The Marines have been working with Spain, Italy, the United Kingdom and other close allies to determine the suitability of the foreign ships for U.S. personnel and aircraft.

This is not the first attempt by the Marine Corps to deal with the shortfall in amphibious vessels in an unconventional way. Earlier this year, for example, it was reported that the Marine Corps had already begun running limited operations off of Navy supply ships that are crewed by civilians.

Among the interesting elements of this morning's report is the way in which the Marines are making no effort to dress up the effort to use foreign ships as some sort of partnership effort that benefits the United States. Instead, Cooling paints a concerning picture of a Marine Corps desperate to fulfill operational requirements but lacking support from the Navy to do so.

There is an inside-baseball element of recent Department of Defense history to this. Marine-friendly critics of the Navy have long been frustrated with what they perceive as the Navy's reluctance to fully support the Marine Corps' amphibious mission, preferring to purchase and operate ships that serve other purposes instead.

But there is a larger strategic question here. Why does the Navy have to choose between supporting the Marine Corps and its other major requirements? We live in a world with too many serious crises to count, many of which could require the swift intervention of the sort of light, flexible teams in which the Marine Corps specializes. Supporting such a mission is obviously not the Navy's only priority, but sufficient funding should be available—and better streamlining of the DOD's absurd waste in other areas should be demanded—so that the Navy isn't forced to choose between important operational demands.

Another way of putting the same point is that it turns out that the number of ships you have really does matter. Some may recall that in the 2012 presidential campaign, Mitt Romney noted in a debate with President Obama that the Navy was sailing its smallest fleet since 1917. The president returned fire with a full broadside of snark:

You mentioned the Navy, for example, and that we have fewer ships than we did in 1916. Well, Governor, we also have fewer horses and bayonets, because the nature of our military’s changed. We have these things called aircraft carriers, where planes land on them. We have these ships that go underwater, nuclear submarines. And so the question is not a game of Battleship, where we’re counting ships.

The president's supporters loved it, almost as much as they loved his zinger from the same debate, that, "the 1980s are now calling to ask for their foreign policy back." That remark was intended to make fun of Romney's earlier claim that Russia was the United States' "number one geopolitical foe." The president was wrong on both counts. Russia is in fact a major geopolitical foe, one that shows nothing but contempt for a liberal, rules-based international order. And the Navy really doesn't have enough ships, to such an embarrassing extent that the Marine Corps is now looking to hitch rides with Spaniards, Italians, and Brits.

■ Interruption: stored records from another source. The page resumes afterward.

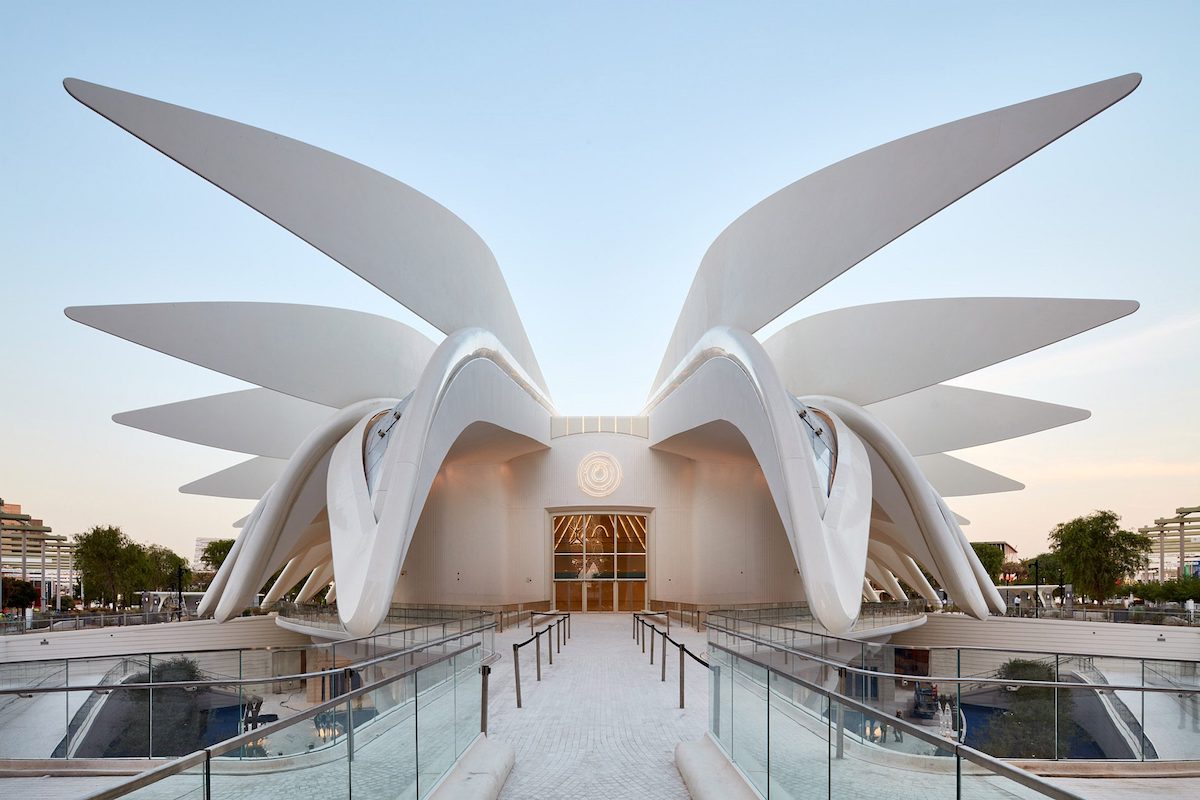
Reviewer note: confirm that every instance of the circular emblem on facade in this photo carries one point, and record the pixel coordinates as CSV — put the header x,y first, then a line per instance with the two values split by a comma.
x,y
599,474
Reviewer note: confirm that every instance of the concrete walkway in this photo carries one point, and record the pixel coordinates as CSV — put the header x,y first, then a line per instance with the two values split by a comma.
x,y
600,723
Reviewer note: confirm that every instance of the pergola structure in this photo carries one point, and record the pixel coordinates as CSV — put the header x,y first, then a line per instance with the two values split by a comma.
x,y
1180,535
30,551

This report shows that our military has reached a genuinely pathetic milestone, and there is no sign that the administration has any interest in stopping the decline. This nation has enough wealth to give that Marines what they need without forcing the Navy to scale back on its other priorities. Which Republican candidates will make defense spending, and the security and international leadership it purchases, a foundation of their campaign?